In this implementation I consider the only case of the English language. All possible pronouns are stored within vectors and will then be used for comparison.

reflexive_pronouns = ["Himself", "himself", "Herself", "herself", "Itself", "itself", "Themselves", "themselves"]
pronouns = ["He", "he", "Him", "him", "She", "she", "Her", "her", "It", "it", "They", "they"]
pronoun_numbers = {
    "NN": "singular",
    "NNP": "singular",
    "he": "singular",
    "she": "singular",
    "him": "singular",
    "her": "singular",
    "it": "singular",
    "himself": "singular",
    "herself": "singular",
    "itself": "singular",
    "NNS": "plural",
    "NNPS": "plural",
    "they": "plural",
    "them": "plural",
    "themselves": "plural",
    "PRP": None
}
male_p = ["he", "him", "himself"]
nominal_labels = ["NN", "NNS", "NNP", "NNPS", "PRP"]
female_p = ["she", "her", "herself"]
neuter_p = ["it", "itself"]

This is the first function to be called by the program and, as you can see, there are two possible ways to process the input text. As already mentioned, through the use of the StanfordCoreNLP module that parses the sentences OR by providing the text in the form of a Treebank tag tree. In the first case, due to the fact that the parser returns a list of possible trees for the input string, for simplicity, in this implementation we will always consider the first proposed result.
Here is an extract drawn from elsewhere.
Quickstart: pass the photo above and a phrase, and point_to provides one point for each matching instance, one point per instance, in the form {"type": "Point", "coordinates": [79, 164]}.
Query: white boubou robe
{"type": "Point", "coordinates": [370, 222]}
if __name__ == "__main__":
    if len(sys.argv) < 4 or len(sys.argv) > 5:
        print('\033[91m' + "Parameters Error" + '\033[0m')
        exit(-1)
    else:
        if sys.argv[1] in ["--core-nlp", "-c"]:
            parser = CoreNLPParser(url='http://localhost:9000')
            trees, sentences = None, None
            if sys.argv[2] in ["--file", "-f"]:
                sentences = read_from_file(sys.argv[3])
            elif sys.argv[2] in ["--string", "-s"]:
                sentences = sys.argv[3].split(". ")
            else:
                print('\033[91m' + "Parameters Error" + '\033[0m')
                exit(-1)
            # for simplicity it always choose the first proposed result
            trees = [list(parser.raw_parse(s)).pop() for s in sentences]
            hobbs.resolve(sys.argv[4], trees)
        elif sys.argv[1] in ["--treebank-tags", "-t"]:
            trees = get_trees(sys.argv[2])
            hobbs.resolve(sys.argv[3], trees)
        else:
            print('\033[91m' + "Parameters Error" + '\033[0m')
            exit(-1)

If the parameters are correct, the previous function calls the function below which has the purpose of finding the exact position of the pronoun (to be solved) within the tree and once the possible candidate is found, format the program output well.

def resolve(pronoun, trees):
    pos = utils.get_pos(trees[-1], pronoun)
    if pos is None:
        print('\033[93m' + "The passed pronoun was not found in the discourse. Retry" + '\033[0m')
        exit(-1)
    pos = pos[:-1]
    tree = []
    if pronoun in utils.pronouns:
        tree, pos = hobbs_algorithm(trees, pos)
    elif pronoun in utils.reflexive_pronouns:
        tree, pos = resolve_reflexive(trees, pos)
    if (tree, pos) != (None, None):
        print('\033[93m' + "\n\n========  Parsed Sentences  ========\n\n" + '\033[0m')
        for t in trees:
            t.pretty_print()
        print('\033[92m' + "\nThe pronoun " + "\"" + pronoun + "\""
              + " probably refers to:\n" + '\033[0m')
        tree[pos].pretty_print()
        return
    return print('\033[93m' + "No antecedent found" + '\033[0m')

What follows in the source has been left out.